"Have courage and be kind." ~ Cinderella Week
*wherein Olivia will insert many pictures of various Cinderellas staring thoughtfully off into the middle distance*
I never really considered Cinderella to be one of my favorite princesses, so I've been a little surprised at my own enthusiasm for this Cinderella Week. It got me thinking, what is it about the story of Cinderella that so appeals to us? What is it about it that so appeals to me? So here I am to importune you further with farfetched, rambling philosophic conjectures, lovely pictures, and hopefully some fun :)
One thing I've realized that I love about the story of Cinderella (at least, in some of the versions) is how imaginative she is. She daydreams a lot, and she lets herself! She knows it doesn't keep her from faithfully and thoroughly performing her duties, so where's the harm? As someone who spends quite a lot of time inside my own head, I like that :D Isn't it fun to let your mind ponder the intricacies of Pauline and Mrs. Harris' relationship when you're washing the dishes, or sigh contentedly over some Rather Lovely hero? Though Cinderella's situation is often dismal, she keeps up her courage and cultivates her natural optimism through cherishing her dreams and imagining the possibility of, someday, a better life--whether that better life is to be attained through a visit to the palace, a kind friend, or a regaining of her home.
Cinderella is unquestionably a dreamer, and she knows it.
Cinderella is also a very hard worker. ("Thanks, Captain Obvious.") Though her life is unfair and her stepfamily cruel and demanding, she doesn't sit around moping, nor does she run away to escape their tyranny. She just quietly and confidently assumes the role unjustly foisted onto her for the good of others. I like how this point is made in both Ever After and '15 Cinderella: the girl is committed to sticking it out because she knows that's what her parents would have wanted. A new stepmother has control of her childhood home, the home she's grown up in, the home her parents loved--and she's not about to see it go to ruin.

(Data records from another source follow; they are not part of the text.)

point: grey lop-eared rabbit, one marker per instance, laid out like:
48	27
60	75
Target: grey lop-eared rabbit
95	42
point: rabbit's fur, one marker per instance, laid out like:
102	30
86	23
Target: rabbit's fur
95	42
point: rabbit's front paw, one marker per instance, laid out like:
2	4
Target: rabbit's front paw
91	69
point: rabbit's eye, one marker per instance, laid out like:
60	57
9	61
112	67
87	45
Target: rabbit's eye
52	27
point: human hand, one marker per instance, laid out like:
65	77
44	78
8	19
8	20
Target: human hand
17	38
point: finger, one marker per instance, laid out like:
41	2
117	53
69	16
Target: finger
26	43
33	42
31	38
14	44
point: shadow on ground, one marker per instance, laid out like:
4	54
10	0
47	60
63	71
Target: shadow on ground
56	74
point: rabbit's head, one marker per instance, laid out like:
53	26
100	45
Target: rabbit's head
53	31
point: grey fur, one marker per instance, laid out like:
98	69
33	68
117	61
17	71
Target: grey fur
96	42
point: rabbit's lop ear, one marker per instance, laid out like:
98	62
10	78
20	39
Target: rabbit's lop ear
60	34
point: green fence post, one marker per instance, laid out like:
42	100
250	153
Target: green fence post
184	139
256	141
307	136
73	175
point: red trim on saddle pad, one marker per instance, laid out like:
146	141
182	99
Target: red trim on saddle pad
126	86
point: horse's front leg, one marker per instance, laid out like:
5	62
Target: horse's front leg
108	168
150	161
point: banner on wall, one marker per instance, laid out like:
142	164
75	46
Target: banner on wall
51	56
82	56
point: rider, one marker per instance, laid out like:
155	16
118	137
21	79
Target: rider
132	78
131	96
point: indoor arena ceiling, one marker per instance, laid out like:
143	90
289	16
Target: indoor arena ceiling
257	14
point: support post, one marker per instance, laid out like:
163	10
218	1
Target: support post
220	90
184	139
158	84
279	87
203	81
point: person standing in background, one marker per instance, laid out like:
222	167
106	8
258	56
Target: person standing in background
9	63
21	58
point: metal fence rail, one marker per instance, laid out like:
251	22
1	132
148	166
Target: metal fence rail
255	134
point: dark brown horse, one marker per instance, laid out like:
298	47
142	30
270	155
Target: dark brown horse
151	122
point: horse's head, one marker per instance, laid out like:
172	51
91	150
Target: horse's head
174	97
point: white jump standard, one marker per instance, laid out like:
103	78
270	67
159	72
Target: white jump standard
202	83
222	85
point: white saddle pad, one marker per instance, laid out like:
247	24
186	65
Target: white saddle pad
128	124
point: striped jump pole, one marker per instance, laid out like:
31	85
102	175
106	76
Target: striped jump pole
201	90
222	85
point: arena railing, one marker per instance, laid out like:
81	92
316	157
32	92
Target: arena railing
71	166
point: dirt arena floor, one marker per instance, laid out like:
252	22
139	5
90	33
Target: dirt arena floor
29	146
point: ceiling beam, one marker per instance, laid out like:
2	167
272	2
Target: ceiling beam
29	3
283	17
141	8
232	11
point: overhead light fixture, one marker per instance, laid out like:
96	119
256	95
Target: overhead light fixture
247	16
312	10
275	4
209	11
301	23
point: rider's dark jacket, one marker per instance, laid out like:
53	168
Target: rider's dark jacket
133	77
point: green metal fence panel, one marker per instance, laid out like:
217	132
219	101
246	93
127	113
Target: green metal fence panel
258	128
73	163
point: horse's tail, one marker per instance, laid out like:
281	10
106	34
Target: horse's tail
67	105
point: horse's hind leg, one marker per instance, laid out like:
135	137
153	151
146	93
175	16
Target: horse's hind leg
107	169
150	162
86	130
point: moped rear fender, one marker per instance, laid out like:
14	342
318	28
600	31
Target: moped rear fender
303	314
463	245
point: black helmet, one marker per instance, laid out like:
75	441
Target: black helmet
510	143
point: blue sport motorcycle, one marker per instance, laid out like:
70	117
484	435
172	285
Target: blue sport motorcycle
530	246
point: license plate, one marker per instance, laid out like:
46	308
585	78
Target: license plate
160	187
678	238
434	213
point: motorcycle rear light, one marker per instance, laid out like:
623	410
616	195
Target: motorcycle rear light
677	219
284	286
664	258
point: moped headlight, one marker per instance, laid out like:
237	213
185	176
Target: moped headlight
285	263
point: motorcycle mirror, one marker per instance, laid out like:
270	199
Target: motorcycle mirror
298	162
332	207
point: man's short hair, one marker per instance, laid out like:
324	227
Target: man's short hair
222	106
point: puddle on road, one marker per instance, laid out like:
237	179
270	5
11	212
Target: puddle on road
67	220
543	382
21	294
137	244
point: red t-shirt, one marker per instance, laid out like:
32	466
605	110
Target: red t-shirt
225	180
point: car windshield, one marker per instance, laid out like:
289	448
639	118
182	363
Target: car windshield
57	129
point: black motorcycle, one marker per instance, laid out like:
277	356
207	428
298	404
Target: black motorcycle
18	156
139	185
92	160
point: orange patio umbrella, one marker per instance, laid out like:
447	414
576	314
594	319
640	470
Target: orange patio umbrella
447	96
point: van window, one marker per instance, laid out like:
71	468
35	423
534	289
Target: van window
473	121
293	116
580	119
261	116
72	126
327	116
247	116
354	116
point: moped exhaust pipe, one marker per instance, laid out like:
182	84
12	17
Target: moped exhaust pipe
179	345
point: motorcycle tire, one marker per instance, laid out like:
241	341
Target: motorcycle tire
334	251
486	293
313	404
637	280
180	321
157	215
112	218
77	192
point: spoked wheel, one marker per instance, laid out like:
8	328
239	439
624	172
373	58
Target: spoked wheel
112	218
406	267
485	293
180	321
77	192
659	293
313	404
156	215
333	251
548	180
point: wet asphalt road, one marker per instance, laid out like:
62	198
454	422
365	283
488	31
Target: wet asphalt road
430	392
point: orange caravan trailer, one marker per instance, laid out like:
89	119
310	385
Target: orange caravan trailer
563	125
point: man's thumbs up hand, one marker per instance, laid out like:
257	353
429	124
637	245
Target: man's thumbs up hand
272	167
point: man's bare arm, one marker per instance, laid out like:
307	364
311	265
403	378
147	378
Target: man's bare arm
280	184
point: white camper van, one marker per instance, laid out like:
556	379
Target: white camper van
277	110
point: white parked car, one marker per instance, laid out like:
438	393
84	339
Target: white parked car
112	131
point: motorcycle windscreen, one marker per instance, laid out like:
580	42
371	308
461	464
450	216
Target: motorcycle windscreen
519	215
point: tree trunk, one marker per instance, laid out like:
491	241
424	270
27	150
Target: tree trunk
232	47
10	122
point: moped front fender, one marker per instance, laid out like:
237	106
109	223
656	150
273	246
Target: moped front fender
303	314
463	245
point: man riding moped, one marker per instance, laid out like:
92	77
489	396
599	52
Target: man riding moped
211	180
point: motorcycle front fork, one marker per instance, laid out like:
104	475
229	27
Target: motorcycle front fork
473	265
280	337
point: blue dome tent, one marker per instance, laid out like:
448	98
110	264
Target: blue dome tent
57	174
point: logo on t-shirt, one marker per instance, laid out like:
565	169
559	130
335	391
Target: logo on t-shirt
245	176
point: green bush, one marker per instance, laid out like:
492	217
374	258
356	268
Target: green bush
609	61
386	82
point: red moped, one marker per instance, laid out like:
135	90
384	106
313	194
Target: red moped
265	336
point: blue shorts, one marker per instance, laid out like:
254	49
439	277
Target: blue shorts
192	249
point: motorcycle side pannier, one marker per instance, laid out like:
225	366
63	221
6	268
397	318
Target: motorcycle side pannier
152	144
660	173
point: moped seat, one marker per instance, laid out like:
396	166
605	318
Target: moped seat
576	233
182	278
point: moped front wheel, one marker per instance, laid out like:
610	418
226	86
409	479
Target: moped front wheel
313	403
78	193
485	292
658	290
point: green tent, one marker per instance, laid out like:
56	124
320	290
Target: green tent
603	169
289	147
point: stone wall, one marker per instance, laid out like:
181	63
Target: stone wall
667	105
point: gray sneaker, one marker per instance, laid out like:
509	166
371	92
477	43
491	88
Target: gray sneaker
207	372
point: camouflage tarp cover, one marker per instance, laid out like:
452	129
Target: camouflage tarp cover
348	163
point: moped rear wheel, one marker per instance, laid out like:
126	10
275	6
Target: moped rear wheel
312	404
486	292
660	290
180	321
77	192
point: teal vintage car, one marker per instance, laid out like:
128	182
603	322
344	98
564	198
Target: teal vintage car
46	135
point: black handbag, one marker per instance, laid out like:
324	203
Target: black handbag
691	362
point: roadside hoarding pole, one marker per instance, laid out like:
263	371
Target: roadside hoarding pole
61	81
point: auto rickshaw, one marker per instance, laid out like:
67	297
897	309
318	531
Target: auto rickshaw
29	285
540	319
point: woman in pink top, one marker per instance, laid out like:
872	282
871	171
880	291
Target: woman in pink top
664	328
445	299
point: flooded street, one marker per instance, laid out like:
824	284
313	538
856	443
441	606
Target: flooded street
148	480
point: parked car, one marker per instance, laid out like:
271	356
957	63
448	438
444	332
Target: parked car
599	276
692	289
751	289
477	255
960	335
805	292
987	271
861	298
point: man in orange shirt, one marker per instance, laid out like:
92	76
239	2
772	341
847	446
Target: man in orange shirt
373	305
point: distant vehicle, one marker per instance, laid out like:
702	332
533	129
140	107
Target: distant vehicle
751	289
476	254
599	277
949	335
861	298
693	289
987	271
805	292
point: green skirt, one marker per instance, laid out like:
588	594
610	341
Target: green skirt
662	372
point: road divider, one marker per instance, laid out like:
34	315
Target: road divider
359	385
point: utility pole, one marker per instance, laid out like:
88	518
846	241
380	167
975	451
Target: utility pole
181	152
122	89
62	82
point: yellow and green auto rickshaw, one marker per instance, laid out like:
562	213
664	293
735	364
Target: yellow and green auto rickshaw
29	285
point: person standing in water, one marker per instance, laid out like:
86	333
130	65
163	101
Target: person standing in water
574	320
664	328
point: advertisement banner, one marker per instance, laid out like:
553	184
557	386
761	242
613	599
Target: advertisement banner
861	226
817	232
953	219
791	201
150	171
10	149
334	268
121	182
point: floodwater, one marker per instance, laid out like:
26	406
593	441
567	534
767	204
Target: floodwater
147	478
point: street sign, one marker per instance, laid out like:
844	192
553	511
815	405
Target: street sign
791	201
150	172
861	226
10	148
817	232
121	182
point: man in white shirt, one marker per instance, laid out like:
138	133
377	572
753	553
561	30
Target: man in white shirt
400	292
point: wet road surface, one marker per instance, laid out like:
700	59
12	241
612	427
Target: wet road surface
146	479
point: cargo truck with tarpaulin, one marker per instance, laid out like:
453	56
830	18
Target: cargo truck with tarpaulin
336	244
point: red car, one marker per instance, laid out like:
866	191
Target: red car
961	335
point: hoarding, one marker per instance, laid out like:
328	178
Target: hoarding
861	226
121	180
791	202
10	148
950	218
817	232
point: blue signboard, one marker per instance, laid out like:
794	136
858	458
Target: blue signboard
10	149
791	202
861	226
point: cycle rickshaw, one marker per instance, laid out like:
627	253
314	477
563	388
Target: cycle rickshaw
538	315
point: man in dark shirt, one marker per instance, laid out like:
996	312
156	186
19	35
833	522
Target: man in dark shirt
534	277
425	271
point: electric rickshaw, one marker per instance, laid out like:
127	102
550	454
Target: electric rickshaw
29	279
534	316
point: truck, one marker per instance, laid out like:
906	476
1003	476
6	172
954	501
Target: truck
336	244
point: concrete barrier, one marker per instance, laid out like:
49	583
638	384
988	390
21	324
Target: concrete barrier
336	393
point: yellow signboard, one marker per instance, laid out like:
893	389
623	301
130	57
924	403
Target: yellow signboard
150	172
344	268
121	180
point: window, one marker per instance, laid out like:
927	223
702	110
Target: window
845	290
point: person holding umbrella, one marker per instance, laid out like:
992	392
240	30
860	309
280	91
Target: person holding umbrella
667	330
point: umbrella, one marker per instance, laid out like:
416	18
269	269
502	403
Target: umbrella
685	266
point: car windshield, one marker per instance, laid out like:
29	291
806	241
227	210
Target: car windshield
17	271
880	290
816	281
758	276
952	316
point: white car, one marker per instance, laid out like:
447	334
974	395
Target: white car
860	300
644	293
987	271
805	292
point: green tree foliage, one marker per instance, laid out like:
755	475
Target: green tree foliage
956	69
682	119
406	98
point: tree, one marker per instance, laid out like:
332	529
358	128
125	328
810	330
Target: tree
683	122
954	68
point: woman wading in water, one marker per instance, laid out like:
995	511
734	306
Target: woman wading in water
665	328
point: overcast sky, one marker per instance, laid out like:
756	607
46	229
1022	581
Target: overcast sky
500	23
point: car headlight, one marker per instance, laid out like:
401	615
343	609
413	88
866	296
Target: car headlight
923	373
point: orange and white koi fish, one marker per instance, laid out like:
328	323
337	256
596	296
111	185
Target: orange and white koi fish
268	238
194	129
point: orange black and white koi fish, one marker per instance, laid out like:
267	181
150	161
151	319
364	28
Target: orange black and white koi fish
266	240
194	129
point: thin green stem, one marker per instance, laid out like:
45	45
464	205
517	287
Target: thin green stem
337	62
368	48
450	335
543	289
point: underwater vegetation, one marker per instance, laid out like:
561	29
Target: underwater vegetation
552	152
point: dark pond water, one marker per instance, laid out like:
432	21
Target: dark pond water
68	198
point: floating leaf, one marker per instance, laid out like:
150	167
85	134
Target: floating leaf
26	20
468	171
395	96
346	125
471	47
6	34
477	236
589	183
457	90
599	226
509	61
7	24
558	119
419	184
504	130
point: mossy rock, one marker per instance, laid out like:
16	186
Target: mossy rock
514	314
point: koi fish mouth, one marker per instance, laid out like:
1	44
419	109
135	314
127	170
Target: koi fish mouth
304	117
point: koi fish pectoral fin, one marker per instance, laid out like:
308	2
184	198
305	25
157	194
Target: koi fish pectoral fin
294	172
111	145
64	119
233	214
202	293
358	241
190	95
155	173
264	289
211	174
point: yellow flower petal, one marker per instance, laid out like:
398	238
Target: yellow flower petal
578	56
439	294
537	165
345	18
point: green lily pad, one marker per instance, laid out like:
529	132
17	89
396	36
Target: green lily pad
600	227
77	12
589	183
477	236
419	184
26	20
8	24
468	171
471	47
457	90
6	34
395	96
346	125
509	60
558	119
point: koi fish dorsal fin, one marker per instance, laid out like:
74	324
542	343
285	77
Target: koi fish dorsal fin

Perhaps one of the reasons we love this story is because it has such a worthy heroine. Life certainly hasn't thrown her sunshine and daisies, and yet she remains humble, kind, and diligent.
The Cinderella story has such important, though overlooked, lessons. "Have faith in your dreams, and someday your rainbow will come smiling through." "Have courage and be kind; for where there is kindness, there is goodness, and where there is goodness, there is magic." And, to quote my mother, "Do not let your circumstances dictate who you are."
The tale illustrates the power of dreams, yes, but especially, and more simply, the power of optimism. Refusing to sink into despair, no matter how low your station becomes; no matter how bleak and changeless your future looks; no matter how undervalued you are; no matter how much others choose to degrade you.
And, of course, we all love the rags-to-riches aspect of the story. But why is that? We rejoice when a woman, who has so much to give but so little expectations or prospects, is finally united with a man who appreciates her for who she is and who will give her the life she deserves, taking her out of the destitution of her former life.
What if the reason we all find ourselves so drawn to this the story is that it is, in essence, what happened for us through Christ? Of course, I recognize that there are worlds of difference between the story of salvation and the story "of the little cinder girl"--Cinderella was taken into the royal family because she herself deserved it, while we will never be able to deserve what Jesus did for us. But the beauty for ashes portion of the tale is the same. Jesus Christ took a broken world that was poverty-stricken in more ways than one and ransomed it. He redeemed the desolation of humanity and gave us the hope of future glory. Like Cinderella, we now have access to our own Prince. Ours is a Prince of Peace, and He invites us to leave behind the destitution of our sin and thrive in the light of His majesty.